No More False Failures on Power Supply Test
A switching power supply manufacturer using a successive-approximation analog-to-digital converter (ADC) for test was plagued by false failures because there was very little immunity to the noise on the supply output. By converting to the Keithley Instruments’ 2700 System with an integrating ADC that inherently filters out noise, the problem was solved.
Tiny Bubbles
Are you bothered by cavitation? This is the formation of bubbles or cavities in the flow path of a liquid, typically caused by flowing too quickly through a pump or over a blade. This condition can damage a liquid distribution system.

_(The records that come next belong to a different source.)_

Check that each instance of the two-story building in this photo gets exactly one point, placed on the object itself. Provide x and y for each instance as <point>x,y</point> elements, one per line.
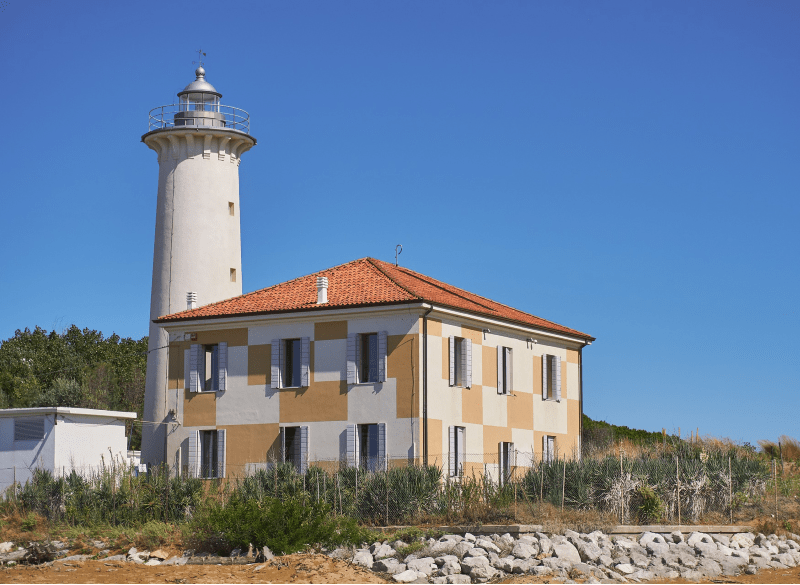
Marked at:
<point>369,364</point>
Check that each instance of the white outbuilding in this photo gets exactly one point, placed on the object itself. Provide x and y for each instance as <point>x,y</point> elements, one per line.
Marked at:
<point>60,440</point>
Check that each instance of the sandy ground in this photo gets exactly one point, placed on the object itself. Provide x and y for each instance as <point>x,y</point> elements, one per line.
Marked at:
<point>300,568</point>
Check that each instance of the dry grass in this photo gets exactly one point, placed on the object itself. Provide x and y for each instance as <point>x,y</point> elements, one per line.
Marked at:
<point>787,448</point>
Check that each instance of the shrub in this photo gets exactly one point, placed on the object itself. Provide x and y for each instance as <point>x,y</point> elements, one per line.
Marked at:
<point>651,508</point>
<point>284,526</point>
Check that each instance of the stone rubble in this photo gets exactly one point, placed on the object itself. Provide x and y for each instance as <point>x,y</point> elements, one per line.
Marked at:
<point>592,558</point>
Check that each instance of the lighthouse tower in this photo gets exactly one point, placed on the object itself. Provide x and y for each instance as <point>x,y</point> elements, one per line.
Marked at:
<point>198,249</point>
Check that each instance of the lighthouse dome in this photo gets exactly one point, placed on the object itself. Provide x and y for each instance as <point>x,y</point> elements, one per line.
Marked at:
<point>200,85</point>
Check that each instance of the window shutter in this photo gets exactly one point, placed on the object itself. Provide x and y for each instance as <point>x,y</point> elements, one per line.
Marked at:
<point>382,358</point>
<point>382,461</point>
<point>500,386</point>
<point>452,361</point>
<point>276,364</point>
<point>195,355</point>
<point>461,446</point>
<point>352,342</point>
<point>453,462</point>
<point>501,472</point>
<point>305,365</point>
<point>557,376</point>
<point>352,446</point>
<point>544,377</point>
<point>214,373</point>
<point>222,367</point>
<point>467,357</point>
<point>194,454</point>
<point>221,453</point>
<point>303,448</point>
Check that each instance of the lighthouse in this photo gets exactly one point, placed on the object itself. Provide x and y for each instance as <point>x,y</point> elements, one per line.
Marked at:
<point>197,256</point>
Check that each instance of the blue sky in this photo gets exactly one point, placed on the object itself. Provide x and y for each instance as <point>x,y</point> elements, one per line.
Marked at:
<point>629,169</point>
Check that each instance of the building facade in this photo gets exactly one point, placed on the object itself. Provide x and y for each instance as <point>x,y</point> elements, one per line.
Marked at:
<point>369,364</point>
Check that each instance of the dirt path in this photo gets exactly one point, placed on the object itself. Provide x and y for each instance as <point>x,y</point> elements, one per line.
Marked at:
<point>299,568</point>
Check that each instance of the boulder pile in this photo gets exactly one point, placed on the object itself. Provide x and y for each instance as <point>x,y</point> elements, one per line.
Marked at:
<point>594,557</point>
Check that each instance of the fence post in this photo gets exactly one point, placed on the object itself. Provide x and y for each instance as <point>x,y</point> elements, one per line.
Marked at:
<point>678,488</point>
<point>775,466</point>
<point>730,487</point>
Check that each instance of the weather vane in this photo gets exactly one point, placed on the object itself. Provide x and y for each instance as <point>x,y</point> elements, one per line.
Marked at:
<point>200,55</point>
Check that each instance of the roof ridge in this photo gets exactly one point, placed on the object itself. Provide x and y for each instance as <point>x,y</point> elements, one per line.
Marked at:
<point>266,288</point>
<point>373,261</point>
<point>417,274</point>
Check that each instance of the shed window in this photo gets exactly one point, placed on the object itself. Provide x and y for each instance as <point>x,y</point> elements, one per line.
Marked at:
<point>29,429</point>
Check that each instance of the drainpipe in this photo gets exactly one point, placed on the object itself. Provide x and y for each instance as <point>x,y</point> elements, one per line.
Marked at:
<point>425,386</point>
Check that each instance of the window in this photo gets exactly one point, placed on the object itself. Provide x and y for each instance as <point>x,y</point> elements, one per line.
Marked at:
<point>366,357</point>
<point>551,377</point>
<point>290,362</point>
<point>208,367</point>
<point>506,460</point>
<point>548,448</point>
<point>460,362</point>
<point>294,447</point>
<point>207,454</point>
<point>29,429</point>
<point>504,370</point>
<point>368,366</point>
<point>457,450</point>
<point>366,446</point>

To collect cavitation data to study the problem, Dynaflow developed the Acoustic Bubble Spectrometer®. This system works with two hydrophones in the liquid. The transmitter emits sine waves at several frequencies, typically 10 kHz to 300 kHz, and the receiver detects the sounds. A PC controls and monitors the process, and a 1.25-MHz module from United Electronic Industries samples the transmitted and received signals simultaneously. Dynaflow software is used to quantify cavitation and evaluate the results of improvements in the flow system.
Particles From Space
An important factor in high-speed systems is channel-to-channel synchronization. Acqiris developed a method called the auto-synchronous bus for ensuring accurate timing. This front-panel interconnection sends trigger and clock signals from card to card over a 1-GHz path, and each card has onboard programmable delay lines. Klaas Vogel, director of North American sales, explained that the system synchronization accuracy is 100 ps after this bus has been installed and delay lines have been tweaked.
The synchronization technique proved useful in a system to detect high-energy particles from space, where several channels are collected in parallel and module-to-module delay is intolerable. Another application is the use of pulsed lasers for measuring fusion-plasma temperature at different spots on a tokamak reactor where time relationships must be preserved.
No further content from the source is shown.